Here, I was hoping for a cake made from polenta, but my hope was in vain. I’m sure the Marinos figured they’d already offered up more than enough cornmeal for one afternoon’s eating. We did, happily, get some delicious pears cooked in Dolcetto di Alba wine. The pears are very ripe, and simmered with sugar, cinnamon, and cloves. The sauce is reduced to make a thick, sweet syrup, the texture of a really old Balsamic vinegar, which clings prudently to the poached pears.
Passion and Polenta
Ironically, interestingly, the Marinos seem to have set up a future for the mill that appears to be as solid as the millstones. Felice’s sons and grandsons all appear to be extremely committed to continuing. Those extra sets of hard to-find-old millstones sit in the yard, waiting to be called into use when future generations beckon. Perhaps most importantly, demand for their polenta and wheat flour is stronger than ever. Despite its higher price, restaurants and locals alike line up to buy it.
“Why is your polenta so popular?” I ask.
Ferdinando and Flavio answer adamantly, and almost in unison, “The flavor!” Having eaten immense amounts of it over the last couple hours, it would be hard to argue with them. In fact, I’m getting ready to join the line of buyers, by laying the groundwork to get some to Ann Arbor to sell in Ann Arbor. Having seen the mill, and listened to them talk over lunch, it’s pretty clear that they’ve gone to great lengths to make sure that their polenta is something special. Still, it’s obvious there are easier ways to make a living.

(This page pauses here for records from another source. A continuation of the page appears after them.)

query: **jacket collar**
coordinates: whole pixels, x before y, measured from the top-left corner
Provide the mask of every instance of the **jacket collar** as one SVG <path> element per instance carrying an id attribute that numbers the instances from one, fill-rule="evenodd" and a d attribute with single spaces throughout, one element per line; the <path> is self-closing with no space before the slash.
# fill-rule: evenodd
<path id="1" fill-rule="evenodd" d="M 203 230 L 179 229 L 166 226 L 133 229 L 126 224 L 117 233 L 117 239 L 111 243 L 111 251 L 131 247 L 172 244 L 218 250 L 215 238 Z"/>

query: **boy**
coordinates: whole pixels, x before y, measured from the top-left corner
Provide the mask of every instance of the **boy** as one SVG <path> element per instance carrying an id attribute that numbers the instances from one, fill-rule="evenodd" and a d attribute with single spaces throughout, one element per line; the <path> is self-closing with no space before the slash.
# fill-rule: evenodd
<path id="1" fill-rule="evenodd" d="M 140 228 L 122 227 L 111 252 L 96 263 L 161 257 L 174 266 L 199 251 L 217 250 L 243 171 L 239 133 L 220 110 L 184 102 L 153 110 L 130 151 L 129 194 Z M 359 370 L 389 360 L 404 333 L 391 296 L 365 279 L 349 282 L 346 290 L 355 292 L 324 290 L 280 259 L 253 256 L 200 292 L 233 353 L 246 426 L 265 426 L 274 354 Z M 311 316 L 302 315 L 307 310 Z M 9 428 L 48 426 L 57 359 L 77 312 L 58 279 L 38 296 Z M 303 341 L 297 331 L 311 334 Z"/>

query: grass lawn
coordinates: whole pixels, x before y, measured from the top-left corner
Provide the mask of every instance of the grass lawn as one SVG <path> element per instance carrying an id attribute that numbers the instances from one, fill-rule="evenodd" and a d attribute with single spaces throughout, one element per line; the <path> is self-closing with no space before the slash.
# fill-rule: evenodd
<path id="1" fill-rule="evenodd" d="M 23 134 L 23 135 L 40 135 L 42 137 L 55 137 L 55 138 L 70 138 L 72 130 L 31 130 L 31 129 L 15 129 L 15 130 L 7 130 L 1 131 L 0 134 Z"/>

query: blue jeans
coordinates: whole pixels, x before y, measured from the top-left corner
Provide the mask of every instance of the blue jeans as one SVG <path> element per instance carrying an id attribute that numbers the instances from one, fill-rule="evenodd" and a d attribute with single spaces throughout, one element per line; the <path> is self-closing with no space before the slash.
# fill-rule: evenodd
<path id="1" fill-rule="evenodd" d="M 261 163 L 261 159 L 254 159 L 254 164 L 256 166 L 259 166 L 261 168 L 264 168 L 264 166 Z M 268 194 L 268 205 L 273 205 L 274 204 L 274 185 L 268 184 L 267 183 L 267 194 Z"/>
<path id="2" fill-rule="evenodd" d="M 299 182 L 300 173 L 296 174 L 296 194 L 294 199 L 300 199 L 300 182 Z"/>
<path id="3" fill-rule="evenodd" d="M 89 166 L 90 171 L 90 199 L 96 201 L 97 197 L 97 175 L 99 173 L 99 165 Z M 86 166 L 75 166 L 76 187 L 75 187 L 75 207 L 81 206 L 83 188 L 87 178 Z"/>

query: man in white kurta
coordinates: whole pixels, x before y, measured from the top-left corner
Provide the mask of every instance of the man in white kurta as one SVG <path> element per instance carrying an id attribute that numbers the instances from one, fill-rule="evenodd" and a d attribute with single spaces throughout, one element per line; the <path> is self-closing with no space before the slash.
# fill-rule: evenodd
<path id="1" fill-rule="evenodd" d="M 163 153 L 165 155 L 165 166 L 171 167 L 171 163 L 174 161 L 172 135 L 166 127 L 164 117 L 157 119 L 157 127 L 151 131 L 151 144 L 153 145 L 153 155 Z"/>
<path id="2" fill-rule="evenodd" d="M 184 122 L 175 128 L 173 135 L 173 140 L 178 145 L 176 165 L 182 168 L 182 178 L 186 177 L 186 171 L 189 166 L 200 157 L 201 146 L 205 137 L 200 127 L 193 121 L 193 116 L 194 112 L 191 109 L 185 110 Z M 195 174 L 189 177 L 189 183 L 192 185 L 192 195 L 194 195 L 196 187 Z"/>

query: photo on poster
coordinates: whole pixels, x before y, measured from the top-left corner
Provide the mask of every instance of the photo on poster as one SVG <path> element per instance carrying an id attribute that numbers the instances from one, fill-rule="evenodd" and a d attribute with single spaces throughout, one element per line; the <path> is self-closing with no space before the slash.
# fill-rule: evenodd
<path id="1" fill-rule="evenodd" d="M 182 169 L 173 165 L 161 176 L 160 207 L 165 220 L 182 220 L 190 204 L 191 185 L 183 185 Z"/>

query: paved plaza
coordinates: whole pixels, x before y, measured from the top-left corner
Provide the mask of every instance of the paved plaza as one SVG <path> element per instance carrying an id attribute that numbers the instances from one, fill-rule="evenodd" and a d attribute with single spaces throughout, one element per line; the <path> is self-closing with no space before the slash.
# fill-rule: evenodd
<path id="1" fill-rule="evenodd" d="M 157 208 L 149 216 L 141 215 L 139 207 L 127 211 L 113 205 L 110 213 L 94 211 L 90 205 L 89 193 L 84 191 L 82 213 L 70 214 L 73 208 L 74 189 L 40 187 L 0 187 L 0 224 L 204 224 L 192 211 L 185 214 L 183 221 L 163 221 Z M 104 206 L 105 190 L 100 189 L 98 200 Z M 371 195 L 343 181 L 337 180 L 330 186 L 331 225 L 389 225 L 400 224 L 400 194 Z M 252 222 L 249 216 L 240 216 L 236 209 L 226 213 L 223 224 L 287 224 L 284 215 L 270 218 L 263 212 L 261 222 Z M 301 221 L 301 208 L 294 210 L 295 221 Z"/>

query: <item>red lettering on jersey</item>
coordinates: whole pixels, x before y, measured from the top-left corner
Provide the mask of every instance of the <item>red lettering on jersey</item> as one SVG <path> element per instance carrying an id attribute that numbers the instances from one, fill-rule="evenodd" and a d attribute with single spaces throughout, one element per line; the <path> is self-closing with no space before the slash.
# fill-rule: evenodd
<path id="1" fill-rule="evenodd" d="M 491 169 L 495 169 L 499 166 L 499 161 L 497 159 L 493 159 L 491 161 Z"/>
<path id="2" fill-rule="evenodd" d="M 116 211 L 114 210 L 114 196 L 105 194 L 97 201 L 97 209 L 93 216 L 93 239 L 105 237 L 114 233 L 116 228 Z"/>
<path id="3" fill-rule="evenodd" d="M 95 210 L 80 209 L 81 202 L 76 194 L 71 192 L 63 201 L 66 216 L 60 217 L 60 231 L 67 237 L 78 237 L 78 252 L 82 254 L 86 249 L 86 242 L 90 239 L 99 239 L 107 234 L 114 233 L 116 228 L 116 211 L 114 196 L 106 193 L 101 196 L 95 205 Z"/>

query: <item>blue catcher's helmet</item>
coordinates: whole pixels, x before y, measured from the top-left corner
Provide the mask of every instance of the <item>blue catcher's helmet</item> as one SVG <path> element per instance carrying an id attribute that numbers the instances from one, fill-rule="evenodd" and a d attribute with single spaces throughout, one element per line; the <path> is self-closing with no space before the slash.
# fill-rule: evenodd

“Why work so hard?” I wonder aloud.
“For Papa!” Flavio says laughing. Although the father is small in size, and now formally defers to his sons in the business, it’s clear from the conversation that Felice Marino is more of an emotional force in the family than one might guess at first glance. “And,” adds Ferdinando, “un gran passione.” A grand passion for great polenta.
That they have that passion is obvious. When they talk about it, the Marinos’ eyes light up. And having dined on the stuff almost daily for decades, here they are, still eating it with relish. Throughout, our conversation is peppered with plenty of laughter. Hearty handshakes abound. The whole family exhibits an authenticity, a passion, an enthusiasm that comes only from being proud of your work and at peace with yourself.
This enthusiasm, this passion for what they do, gets me thinking of what we do back home. I think that same passion that business people from other industries are often drawn to at Zingerman’s. They see this “grand passion” and they want it. Mistakenly, they think it comes just from being close to the food, so they set themselves up in a food business, only to find out that as great as great food can be, it won’t ever make you a new person. Living the reality of the “grand passion” isn’t easy, nor is an accident of fate. I think it’s a choice. When people like Marinos choose this passion, they consciously give up any number of the easier, more financially rewarding paths available in order to stick to something we really believe it. As Paul reminded me the other day, “You have to give something up to get something.” The artisans must give up the chance to, maybe, make more money, or take more time off, in order to produce something for which they have that “gran passione.”